Abstract

BACKGROUND/AIMS
The hepatitis B virus (HBV) genome contains binding sites for hepatocyte nuclear factors (HNF) 3 and 4 in the core domain of enhancer 1 (Enh1), and mutations in this domain have a strong impact on virus replication. We aimed to identify frequent base-mutation sites in the core domain of Enh1 and to examine the impact of these mutations on viral replication.
METHODS
We studied virological characteristics and genetic sequences in 387 patients with chronic hepatitis B. We evaluated functional differences associated with specific mutations within the core domain of Enh1.
RESULTS
Mutations in the core domain were found with significant frequency in C1126 (122/387 [31.5%], the binding site for HNF3) and in C1134 (106/387 [27.4%], the binding site for HNF4).

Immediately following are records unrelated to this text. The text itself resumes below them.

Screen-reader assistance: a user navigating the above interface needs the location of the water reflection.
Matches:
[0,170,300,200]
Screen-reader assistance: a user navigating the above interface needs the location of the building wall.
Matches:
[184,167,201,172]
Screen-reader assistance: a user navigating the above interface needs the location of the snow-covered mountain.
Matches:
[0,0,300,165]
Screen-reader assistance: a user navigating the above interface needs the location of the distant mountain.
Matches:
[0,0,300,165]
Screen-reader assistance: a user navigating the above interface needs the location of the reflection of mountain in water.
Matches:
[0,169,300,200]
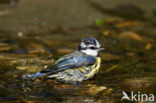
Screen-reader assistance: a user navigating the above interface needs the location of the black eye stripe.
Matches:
[89,47,97,49]
[81,47,97,50]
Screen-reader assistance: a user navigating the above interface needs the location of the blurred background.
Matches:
[0,0,156,103]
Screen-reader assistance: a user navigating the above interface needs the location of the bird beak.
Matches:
[98,48,105,51]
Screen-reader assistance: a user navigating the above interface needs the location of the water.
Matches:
[0,1,156,103]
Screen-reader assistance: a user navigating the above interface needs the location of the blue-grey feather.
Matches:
[41,52,96,74]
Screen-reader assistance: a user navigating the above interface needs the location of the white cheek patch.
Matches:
[81,42,86,48]
[81,49,98,56]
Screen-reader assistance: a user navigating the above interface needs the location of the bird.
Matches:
[25,37,104,83]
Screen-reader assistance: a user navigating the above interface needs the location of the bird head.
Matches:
[78,38,104,56]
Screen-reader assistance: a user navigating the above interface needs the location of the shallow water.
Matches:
[0,0,156,103]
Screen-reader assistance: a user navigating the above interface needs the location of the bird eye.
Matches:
[90,46,97,50]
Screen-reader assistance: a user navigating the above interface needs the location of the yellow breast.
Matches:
[85,57,101,79]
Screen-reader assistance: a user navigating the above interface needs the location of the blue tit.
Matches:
[25,38,104,83]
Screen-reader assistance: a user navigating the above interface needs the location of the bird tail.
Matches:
[24,72,47,79]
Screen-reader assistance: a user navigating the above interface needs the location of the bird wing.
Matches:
[41,55,96,74]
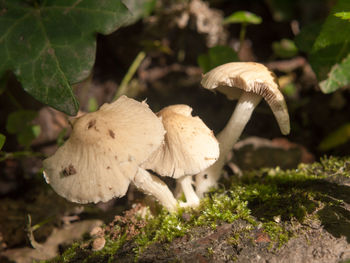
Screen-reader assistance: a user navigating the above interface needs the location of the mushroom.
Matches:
[142,104,219,207]
[195,62,290,196]
[43,96,177,211]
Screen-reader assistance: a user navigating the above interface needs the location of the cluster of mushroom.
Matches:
[43,62,290,211]
[43,96,219,211]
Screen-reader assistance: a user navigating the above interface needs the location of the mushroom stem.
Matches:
[177,175,200,207]
[134,168,178,212]
[195,92,262,197]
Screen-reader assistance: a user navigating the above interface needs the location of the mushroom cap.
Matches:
[201,62,290,134]
[142,105,220,179]
[43,96,165,203]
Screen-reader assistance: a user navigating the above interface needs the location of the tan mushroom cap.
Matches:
[43,96,165,203]
[142,105,219,179]
[201,62,290,134]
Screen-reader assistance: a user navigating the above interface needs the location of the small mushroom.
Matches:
[196,62,290,196]
[43,96,177,213]
[142,105,219,207]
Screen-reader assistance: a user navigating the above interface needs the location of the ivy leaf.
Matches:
[0,0,130,115]
[224,11,262,25]
[309,0,350,93]
[123,0,157,24]
[320,53,350,93]
[197,46,238,73]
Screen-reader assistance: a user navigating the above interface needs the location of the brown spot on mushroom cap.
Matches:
[108,130,115,139]
[43,96,165,203]
[61,164,77,177]
[88,120,96,129]
[142,104,219,179]
[201,62,290,134]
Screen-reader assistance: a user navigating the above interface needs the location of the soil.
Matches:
[0,1,350,263]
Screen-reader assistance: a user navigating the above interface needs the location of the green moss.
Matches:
[45,157,350,262]
[263,221,293,248]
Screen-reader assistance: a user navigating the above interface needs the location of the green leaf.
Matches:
[0,0,130,115]
[122,0,157,24]
[6,110,38,134]
[272,38,298,58]
[197,46,238,73]
[0,133,6,150]
[334,12,350,20]
[320,53,350,93]
[224,11,262,25]
[309,0,350,92]
[319,123,350,151]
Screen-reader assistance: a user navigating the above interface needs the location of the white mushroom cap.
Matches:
[142,105,219,179]
[201,62,290,134]
[43,96,165,203]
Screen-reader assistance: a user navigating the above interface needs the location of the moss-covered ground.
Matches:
[45,157,350,262]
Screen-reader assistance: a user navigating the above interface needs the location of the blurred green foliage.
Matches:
[272,38,298,58]
[224,11,262,25]
[334,12,350,21]
[296,0,350,93]
[318,123,350,151]
[197,46,238,73]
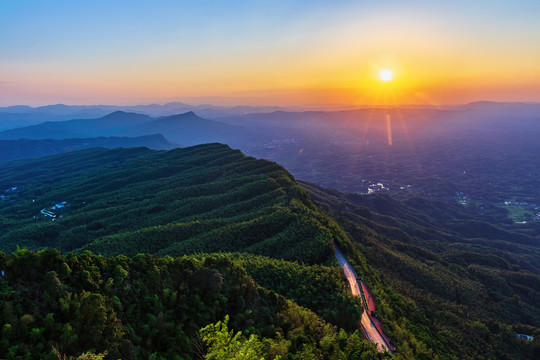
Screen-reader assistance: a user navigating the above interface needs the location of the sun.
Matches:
[379,69,392,81]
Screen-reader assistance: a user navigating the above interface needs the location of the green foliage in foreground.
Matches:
[303,183,540,360]
[0,249,385,360]
[0,144,346,263]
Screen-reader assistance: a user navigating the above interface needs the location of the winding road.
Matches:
[334,244,392,354]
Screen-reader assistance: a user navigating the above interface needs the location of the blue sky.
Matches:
[0,0,540,105]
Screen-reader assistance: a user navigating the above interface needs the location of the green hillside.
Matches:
[0,144,339,263]
[0,144,540,359]
[302,183,540,359]
[0,249,384,360]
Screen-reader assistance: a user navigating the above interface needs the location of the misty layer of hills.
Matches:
[0,102,540,207]
[0,102,540,359]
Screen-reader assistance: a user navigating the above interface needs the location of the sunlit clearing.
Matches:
[379,69,392,81]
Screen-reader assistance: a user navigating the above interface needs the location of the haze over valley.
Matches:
[0,0,540,360]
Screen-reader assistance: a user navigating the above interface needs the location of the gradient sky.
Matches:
[0,0,540,106]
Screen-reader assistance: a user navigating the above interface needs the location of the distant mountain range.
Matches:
[0,102,292,130]
[0,134,175,162]
[0,111,252,146]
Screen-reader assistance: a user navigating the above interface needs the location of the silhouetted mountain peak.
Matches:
[158,111,205,122]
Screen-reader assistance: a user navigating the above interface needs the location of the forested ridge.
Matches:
[302,182,540,359]
[0,144,540,359]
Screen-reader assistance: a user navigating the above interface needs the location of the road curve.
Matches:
[334,244,392,354]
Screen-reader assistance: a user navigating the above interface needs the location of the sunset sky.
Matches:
[0,0,540,106]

A single mutation at nt 1126 (C1126) was identified in 17/123 (13.8%), and 105/123 (85.4%) had double mutations (C1126/1134). The level of HBV DNA (log10 copies/mL) was lower in single mutants (C1126, 5.81+/-1.25) than in wild (6.80+/-1.65) and double mutants (C1126/1134, 6.81+/-1.54). Similarly, the relative luciferase activity of C1126 and C1126/C1134 was 0.18 and 1.12 times that of the wild-type virus, respectively.
CONCLUSIONS
Mutations in the HNF3 binding site inhibit viral replication, whereas mutations at the HNF4 binding site restore viral replication.